Why choose us
Benefits of investing at Lloyd’s
The primary focus of Lloyd’s today is the sustainable profitability of the market, which means strict constraints for some underwriters and opportunities for others.
Better premium rates
Premium rates in the (re)insurance markets are typically driven by the amount of capital available to the markets. The frequency of major insured losses during the period 2017 to 2022, culminating in Hurricane Ian in September 2022 (which is thought to be the second most costly US hurricane ever) had eroded the supply of global (re)insurance capital. This led to 28 consecutive quarters of premium rate rises at Lloyd’s, which in turn drove a significant improvement in the annual underwriting results (before investment returns) for 2021, 2022, 2023 and 2024: underwriting profits of £1.7bn for 2021, £2.6bn for 2022, £5.9bn for 2023 and £5.3bn for 2024. Small rate decreases were experienced throughout 2025, with further rate decreases expected throughout 2026. However, these reductions are from historic pricing highs and (re)insurance terms & conditions are holding firm meaning strict (re)insurance coverage is still be applied across the market.
Better underwriting oversight
During the 2025 syndicate business planning season for the underwriting year 2026, the Lloyd’s leadership expressed a determination to manage the (re)insurance cycle, optimise portfolios and continue targeting outperformance. By enabling the best syndicates to maximise their growth and restricting the amount of risk the weaker ones can take, the overall market result has demonstrably improved to a combined ratio (claims and expenses as a percentage of premiums received) of 84.0% for 2023 (down from 91.9% in 2022) resulting in a record overall profit of £10.7bn, followed by 86.9% for 2024 and a profit of £9.6bn. The results for the 2025 year are published in March 2026 and are expected to report another strong profit with an anticipated 88% combined ratio.

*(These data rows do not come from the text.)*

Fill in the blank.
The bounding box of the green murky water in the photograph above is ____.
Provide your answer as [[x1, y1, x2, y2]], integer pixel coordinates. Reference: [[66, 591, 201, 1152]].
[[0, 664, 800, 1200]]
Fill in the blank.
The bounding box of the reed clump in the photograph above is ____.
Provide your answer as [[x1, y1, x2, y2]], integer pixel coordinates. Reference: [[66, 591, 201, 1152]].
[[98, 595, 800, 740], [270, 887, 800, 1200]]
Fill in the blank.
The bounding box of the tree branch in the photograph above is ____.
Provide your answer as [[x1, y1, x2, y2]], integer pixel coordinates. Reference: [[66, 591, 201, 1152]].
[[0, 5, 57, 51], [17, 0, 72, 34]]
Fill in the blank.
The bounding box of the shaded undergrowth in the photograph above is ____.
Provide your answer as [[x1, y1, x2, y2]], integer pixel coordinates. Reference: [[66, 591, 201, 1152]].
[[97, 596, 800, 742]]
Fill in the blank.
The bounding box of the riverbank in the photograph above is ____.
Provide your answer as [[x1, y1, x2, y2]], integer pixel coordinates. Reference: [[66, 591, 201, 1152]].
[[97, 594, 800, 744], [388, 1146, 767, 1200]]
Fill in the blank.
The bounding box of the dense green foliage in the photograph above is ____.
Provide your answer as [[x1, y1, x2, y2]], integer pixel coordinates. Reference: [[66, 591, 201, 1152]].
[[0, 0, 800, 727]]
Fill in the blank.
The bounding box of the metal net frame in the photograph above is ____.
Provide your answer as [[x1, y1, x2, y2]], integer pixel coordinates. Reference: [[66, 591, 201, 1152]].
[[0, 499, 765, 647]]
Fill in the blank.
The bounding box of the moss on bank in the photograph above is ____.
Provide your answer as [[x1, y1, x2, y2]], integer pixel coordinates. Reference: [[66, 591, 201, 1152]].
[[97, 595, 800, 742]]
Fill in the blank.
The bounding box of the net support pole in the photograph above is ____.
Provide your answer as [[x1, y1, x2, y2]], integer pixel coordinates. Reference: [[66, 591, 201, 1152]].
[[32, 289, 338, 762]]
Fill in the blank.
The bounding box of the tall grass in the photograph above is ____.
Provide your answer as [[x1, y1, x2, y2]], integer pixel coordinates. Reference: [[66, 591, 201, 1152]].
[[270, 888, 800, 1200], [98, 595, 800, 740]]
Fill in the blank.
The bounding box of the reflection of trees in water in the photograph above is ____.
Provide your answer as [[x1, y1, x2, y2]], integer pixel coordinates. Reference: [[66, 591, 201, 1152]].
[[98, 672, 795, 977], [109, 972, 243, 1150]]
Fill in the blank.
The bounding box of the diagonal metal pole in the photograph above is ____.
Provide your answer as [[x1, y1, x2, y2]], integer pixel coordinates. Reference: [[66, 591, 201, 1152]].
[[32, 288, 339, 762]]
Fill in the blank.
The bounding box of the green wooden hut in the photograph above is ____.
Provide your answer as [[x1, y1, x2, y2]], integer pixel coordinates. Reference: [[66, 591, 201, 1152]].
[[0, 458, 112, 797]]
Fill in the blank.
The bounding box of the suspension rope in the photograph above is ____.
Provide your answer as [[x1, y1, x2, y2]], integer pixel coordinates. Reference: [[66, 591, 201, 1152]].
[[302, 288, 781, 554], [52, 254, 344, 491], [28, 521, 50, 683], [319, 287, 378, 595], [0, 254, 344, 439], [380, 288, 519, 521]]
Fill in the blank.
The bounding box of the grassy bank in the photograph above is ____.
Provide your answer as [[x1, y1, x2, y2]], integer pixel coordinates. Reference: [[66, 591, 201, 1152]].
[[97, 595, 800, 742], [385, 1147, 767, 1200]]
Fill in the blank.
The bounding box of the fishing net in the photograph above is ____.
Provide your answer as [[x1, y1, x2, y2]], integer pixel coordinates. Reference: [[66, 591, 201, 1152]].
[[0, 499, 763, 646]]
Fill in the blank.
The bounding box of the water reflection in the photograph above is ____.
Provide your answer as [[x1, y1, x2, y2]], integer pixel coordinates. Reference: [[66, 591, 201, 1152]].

Better prospects for profitability
The continuing flow of attractively priced and accretive business into Lloyd’s has meant that the market plans to underwrite premiums of circa £66bn for 2026, up from £60bn for 2025. This growth comes from both existing and some significant new syndicates bringing genuinely new business to Lloyd’s, which has enabled members to increase their underwriting on both existing and new top class syndicates. Encouragingly it still remains possible to buy into the forecast strong open year profit streams, on a three-year account basis, for the 2023, 2024 years and 2025 years (at a discount to the ultimate profit), by buying an existing limited liability vehicle.